D’altra parte, anche all’interno del governo del Pp le reazioni alle sentenza sono state contraddittorie. Se il ministro dell’Interno Fernández-Díaz, esponente dell’ala più conservatrice del partito, aveva commentato pubblicamente che considerava “il matrimonio solo come l’unione tra un uomo e una donna”, il ministro della Giustizia Ruíz-Gallardón – che da sindaco di Madrid aveva celebrato matrimoni tra persone dello stesso sesso – al conoscere la sentenza affermava che il governo non avrebbe apportato nessuna modifica alla legge. Una timida apertura confermata dal silenzio ambiguo di Mariano Rajoy, che evitava così un ulteriore e indesiderato fronte di conflitto politico. “Quello che sta succedendo qui, in Francia, negli Usa”, conclude Pallàs, “ci fa prevedere un effetto a catena anche in altri Paesi occidentali. Se le gerarchie cattoliche non lo accettano, è un problema loro”.

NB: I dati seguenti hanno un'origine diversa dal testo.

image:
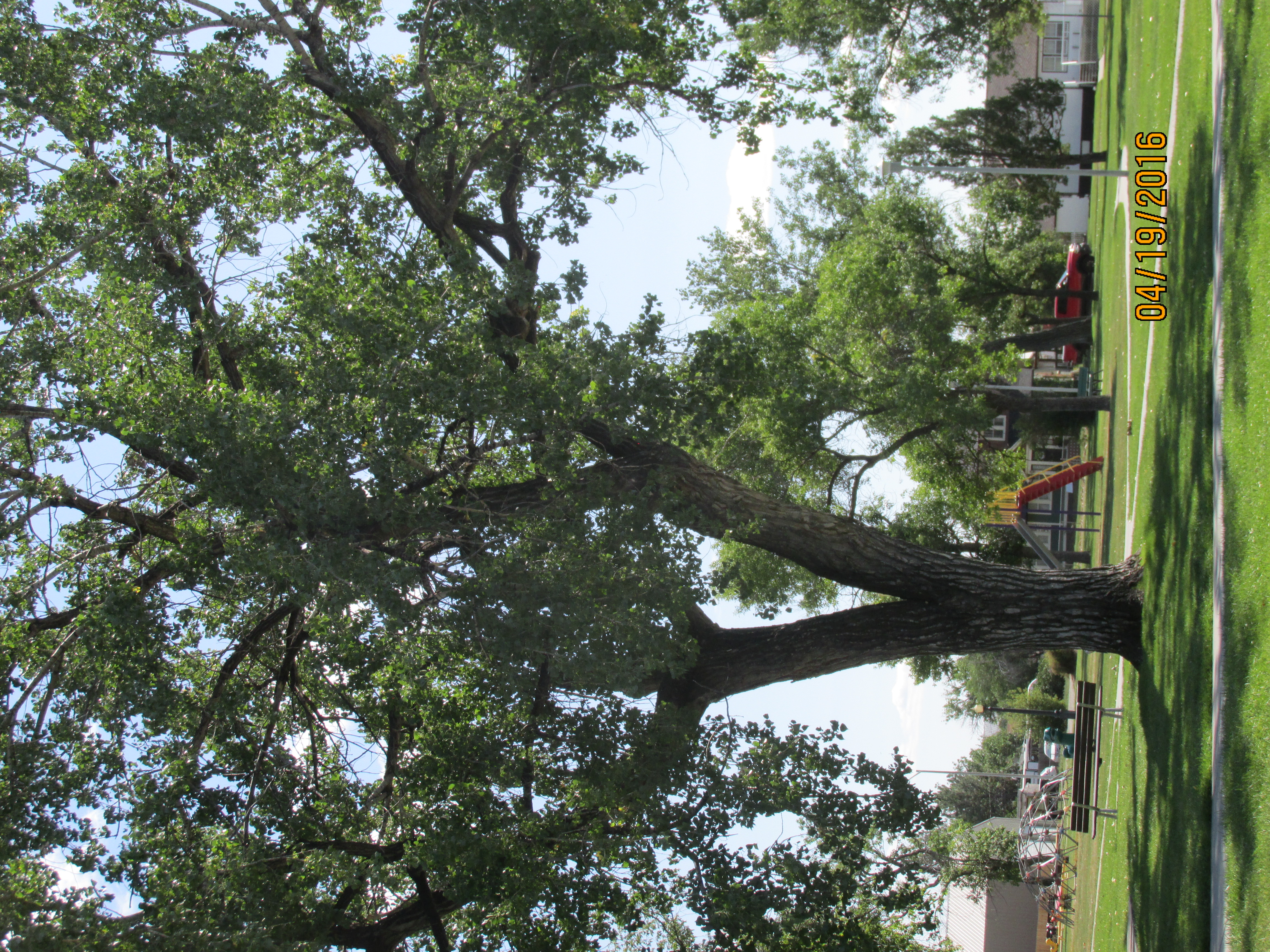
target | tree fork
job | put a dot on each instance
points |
(1079, 333)
(1097, 610)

“Sarei disposto a promettergli la luna purché accetti di sposarmi in chiesa”. Ferrán Rodríguez ha 48 anni e quasi la metà li ha trascorsi accanto al suo compagno Josep Borràs. Ferrán vive la fede cattolica in maniera fervida, ma è estremamente critico con le posizioni della Chiesa sull’omosessualità. “Come credente, considero l’amore tra me e Josep un’espressione dell’amore di Dio per l’umanità”, spiega mentre fissa lo sguardo sul volto del suo compagno sedutogli accanto. “Decidere di sposarci è stata una rivendicazione politica, una presa di posizione davanti a tutti i poteri, incluso quello religioso”, ribadisce Josep, che ha 52 anni e ha vissuto gli ultimi colpi di coda della repressione franchista. La coppia si è sposata nel novembre del 2006 e la notizia della sentenza è stato un motivo ulteriore per festeggiare il loro anniversario. Tuttavia, non nascondono che il cammino per il pieno riconoscimento dei diritti degli omosessuali è disseminato di ostacoli. Ferrán, ad esempio, insegna in un liceo privato religioso e ammette che associare il nome della scuola al suo gli creerebbe problemi di lavoro. Ma questo non scalfisce il suo ottimismo. “Quando tra 20 anni ci guarderemo indietro, sarà difficile spiegare le discriminazioni di cui siamo oggetto ora”, argomenta Ferrán, “e perfino la Chiesa accetterà, prima o poi, i matrimoni omosessuali”. “In quel momento, siccome so che lo renderebbe felice”, conclude Josep con un sorriso, “accetterò che mi porti all’altare”.